Even so, older Americans appear to be trying to fashion a working life beyond the middle years—and often succeeding. Entrepreneurship, for one thing, is rising. For 11 of the 15 years from 1996 to 2010, Americans between the ages of 55 and 64 had the highest rate of entrepreneurial activity of any age group, according to the Ewing Marion Kauffman Foundation. Twice as many founders of U.S. technology companies were over age 50 as were under 25.

Across the socioeconomic spectrum, 9 percent of Americans ages 44 to 70 have launched “encore” careers, according to a 2011 study by Penn Schoen Berland. Their paying jobs, part- or full-time, are often in the public sector—as teachers, nurses, home health aides, and the like—or with nonprofit groups.

The practical idealism of these late careers may reflect a shift in values as people mature and focus more on activities meant to contribute to society’s greater good. Such late-stage jobs fit nicely within the socially beneficial lines of work that Northeastern University economist Barry Bluestone has predicted will need more labor: education, health care, nonprofit community groups, religious organizations, and government.

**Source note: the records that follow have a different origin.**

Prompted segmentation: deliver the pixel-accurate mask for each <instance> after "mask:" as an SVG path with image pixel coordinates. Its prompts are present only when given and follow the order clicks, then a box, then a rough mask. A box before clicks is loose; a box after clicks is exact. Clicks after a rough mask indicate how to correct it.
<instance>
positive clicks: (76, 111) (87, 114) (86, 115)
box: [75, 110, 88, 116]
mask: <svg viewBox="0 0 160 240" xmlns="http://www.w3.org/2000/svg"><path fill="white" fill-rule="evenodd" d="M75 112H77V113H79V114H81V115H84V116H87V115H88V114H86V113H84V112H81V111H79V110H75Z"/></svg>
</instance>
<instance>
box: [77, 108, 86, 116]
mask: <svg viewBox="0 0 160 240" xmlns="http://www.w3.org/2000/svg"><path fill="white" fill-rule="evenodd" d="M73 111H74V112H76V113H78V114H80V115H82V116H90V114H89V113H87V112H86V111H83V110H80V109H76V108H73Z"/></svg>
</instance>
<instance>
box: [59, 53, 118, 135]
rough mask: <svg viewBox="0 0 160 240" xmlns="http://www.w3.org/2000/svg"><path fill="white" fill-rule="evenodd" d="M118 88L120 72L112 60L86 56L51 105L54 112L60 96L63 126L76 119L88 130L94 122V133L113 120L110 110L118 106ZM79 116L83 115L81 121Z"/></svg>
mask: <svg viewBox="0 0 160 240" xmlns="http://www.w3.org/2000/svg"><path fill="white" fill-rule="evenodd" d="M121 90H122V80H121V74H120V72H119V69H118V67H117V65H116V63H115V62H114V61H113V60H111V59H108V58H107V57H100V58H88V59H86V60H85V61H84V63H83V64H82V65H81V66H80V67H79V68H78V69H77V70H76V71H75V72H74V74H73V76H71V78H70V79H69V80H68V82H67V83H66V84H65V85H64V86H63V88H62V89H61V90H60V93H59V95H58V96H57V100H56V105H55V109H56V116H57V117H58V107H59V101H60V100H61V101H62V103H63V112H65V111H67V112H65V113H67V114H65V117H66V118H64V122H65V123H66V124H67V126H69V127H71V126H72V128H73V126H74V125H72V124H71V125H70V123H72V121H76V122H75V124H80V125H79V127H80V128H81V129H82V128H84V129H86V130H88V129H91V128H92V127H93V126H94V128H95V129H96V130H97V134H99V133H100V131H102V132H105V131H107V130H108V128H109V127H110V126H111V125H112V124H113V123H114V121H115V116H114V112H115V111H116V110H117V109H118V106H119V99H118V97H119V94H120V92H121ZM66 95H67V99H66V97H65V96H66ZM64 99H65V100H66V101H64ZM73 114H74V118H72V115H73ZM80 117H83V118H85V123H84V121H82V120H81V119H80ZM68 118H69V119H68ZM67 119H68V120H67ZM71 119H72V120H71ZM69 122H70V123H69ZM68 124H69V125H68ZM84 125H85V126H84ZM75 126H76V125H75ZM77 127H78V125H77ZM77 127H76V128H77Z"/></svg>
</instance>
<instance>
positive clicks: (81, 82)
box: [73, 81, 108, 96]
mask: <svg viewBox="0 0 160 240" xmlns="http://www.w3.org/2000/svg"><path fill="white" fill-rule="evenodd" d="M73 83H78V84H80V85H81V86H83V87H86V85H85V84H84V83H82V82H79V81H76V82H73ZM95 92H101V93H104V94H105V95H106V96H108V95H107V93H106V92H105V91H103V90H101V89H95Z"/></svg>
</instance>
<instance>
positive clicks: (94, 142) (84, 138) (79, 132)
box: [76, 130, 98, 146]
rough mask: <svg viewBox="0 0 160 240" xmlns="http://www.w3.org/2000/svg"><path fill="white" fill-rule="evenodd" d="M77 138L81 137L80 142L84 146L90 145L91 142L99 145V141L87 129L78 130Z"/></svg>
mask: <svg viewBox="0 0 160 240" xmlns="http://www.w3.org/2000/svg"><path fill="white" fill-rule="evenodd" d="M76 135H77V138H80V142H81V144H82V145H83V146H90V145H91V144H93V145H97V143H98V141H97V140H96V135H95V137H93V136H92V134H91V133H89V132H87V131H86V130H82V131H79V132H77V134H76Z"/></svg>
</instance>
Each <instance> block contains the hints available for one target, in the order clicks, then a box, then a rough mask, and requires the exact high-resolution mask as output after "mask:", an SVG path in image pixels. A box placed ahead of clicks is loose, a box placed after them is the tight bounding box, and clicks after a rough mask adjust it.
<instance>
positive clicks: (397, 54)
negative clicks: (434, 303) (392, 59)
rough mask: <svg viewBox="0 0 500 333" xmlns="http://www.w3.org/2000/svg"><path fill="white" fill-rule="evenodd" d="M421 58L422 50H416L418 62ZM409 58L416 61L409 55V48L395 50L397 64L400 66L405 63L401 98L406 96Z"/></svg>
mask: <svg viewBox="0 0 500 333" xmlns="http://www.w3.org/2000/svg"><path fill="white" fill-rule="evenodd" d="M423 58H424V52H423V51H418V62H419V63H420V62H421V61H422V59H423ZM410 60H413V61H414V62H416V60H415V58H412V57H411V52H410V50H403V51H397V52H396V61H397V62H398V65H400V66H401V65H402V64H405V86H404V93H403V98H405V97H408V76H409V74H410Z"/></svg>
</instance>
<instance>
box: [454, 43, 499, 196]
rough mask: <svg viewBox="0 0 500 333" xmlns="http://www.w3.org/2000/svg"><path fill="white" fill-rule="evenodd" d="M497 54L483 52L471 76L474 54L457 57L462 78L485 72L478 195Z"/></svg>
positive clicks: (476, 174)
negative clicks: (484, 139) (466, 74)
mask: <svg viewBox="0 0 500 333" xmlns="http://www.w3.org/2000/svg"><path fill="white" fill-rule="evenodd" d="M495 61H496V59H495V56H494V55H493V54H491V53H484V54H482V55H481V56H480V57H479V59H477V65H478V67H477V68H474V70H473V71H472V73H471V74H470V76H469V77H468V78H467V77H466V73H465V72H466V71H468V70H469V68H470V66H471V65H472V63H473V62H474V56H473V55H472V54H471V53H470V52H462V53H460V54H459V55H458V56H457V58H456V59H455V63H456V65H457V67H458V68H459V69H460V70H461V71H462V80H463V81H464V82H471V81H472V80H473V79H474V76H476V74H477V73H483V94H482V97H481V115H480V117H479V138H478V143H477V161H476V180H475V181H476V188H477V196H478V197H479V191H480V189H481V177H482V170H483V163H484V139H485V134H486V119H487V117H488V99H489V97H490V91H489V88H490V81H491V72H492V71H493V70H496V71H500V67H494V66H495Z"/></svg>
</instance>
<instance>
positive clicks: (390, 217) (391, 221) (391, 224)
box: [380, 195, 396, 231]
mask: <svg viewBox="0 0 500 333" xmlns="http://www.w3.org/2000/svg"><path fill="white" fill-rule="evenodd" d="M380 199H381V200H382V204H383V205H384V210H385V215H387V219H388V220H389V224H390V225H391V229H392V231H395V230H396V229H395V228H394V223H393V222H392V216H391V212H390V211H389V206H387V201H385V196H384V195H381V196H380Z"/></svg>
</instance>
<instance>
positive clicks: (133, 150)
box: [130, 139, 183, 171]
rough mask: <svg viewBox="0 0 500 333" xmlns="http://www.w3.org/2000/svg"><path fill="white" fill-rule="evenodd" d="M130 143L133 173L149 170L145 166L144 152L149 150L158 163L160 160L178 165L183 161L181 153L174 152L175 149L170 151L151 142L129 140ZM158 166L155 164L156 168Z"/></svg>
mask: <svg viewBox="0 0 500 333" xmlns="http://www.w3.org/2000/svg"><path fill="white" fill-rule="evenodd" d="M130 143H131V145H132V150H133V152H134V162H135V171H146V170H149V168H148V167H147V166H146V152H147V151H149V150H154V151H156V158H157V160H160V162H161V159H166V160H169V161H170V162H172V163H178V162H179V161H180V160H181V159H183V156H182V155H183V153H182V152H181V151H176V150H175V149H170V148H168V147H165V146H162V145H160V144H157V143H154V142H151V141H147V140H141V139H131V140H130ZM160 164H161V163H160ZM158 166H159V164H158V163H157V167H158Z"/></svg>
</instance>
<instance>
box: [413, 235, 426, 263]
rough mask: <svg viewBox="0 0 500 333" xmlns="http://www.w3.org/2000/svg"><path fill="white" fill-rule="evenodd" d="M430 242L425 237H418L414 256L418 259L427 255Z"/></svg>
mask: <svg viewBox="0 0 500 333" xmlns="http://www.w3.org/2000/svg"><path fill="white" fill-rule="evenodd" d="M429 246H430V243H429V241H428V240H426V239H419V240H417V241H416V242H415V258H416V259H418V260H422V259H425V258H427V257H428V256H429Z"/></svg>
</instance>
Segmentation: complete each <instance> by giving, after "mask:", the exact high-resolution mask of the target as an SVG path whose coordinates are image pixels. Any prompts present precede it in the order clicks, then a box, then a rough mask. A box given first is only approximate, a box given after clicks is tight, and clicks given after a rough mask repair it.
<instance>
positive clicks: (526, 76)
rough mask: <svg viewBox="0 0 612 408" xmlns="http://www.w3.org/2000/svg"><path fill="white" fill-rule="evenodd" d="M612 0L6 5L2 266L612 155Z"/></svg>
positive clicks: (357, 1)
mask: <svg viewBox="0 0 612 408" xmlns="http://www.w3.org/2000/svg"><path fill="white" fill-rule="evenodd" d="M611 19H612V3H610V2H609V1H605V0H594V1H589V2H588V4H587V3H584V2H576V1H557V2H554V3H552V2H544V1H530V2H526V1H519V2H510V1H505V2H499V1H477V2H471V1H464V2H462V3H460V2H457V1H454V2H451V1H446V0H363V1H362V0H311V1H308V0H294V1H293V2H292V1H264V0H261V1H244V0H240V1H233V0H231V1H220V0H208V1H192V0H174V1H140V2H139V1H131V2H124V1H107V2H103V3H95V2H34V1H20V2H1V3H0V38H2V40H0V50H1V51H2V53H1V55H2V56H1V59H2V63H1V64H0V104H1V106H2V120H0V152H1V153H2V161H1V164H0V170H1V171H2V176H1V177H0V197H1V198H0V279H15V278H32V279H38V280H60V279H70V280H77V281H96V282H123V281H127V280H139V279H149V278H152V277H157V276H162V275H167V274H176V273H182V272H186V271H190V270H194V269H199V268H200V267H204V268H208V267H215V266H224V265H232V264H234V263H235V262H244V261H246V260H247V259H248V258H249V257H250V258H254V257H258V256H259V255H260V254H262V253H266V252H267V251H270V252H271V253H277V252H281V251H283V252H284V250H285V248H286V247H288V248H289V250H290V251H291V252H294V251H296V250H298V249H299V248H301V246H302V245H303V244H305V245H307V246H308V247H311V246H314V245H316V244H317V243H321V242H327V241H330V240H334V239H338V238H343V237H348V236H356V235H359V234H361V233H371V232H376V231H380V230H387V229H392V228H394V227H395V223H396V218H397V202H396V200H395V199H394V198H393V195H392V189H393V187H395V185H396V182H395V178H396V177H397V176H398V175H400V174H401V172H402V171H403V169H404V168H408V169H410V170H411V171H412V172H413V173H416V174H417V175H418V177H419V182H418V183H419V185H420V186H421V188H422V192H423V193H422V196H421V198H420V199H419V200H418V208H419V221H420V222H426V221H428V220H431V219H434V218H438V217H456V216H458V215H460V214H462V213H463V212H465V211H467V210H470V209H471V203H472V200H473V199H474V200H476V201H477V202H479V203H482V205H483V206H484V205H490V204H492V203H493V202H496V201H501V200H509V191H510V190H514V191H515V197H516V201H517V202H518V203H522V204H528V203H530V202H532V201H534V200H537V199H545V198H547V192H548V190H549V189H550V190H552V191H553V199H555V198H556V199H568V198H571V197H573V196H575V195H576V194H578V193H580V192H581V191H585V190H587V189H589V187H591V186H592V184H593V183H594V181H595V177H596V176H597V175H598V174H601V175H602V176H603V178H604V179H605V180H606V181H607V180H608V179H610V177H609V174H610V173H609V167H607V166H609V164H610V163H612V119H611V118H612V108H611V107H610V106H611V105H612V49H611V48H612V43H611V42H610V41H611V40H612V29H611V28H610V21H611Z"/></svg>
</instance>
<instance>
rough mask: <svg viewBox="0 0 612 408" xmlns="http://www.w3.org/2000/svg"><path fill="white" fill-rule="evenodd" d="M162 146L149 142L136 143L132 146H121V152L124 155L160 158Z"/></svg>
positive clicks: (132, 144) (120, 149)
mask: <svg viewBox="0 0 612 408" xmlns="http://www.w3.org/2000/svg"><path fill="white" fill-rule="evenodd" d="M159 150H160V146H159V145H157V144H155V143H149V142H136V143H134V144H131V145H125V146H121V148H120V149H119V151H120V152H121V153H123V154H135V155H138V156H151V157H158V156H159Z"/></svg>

An encore career may entail some preparation. The number of over-50 Americans entering divinity school has doubled since 1990. A Catholic seminary near Milwaukee, the Sacred Heart School of Theology, specializes in training second-career priests—widowers, mainly. This past fall, high-tech billionaire Steve Poizner and former Hollywood studio executive Sherry Lansing announced a $15 million partnership with the University of California (Los Angeles) to launch the Encore Career Institute, a program of continuing education aimed at baby boomers. The American Association of Community Colleges has started an initiative to accommodate the growth of the over-50 student population, which increased by 17 percent from 2007 to 2009.

These things are happening without much of a push from Washington. After World War II, the GI Bill helped ex-soldiers gain an education and thrive. Nowadays, the federal Troops to Teachers initiative helps military personnel, many of them retired, earn a degree in education. But aspiring encore careerists can’t look to the government for much more help. A 2009 law promoting national service established Encore Fellowships for adults who want to move into nonprofit or public-sector employment, but Congress hasn’t appropriated a cent to fund them.

Unless Washington summons up the desire—and money—to urge this transition along, the future of
encore careers will depend on the private sector. And on a generation’s entrenched culture. As baby boomers live longer and wrestle with retirement, they won’t accede easily. The willful generation that Time magazine named as its Man of the Year—“25 and Under,” in 1966—never has.

The writer is founder and CEO of Civic Ventures, a San Francisco think tank on baby boomers, and the author of The Big Shift: Navigating the New Stage Beyond Midlife.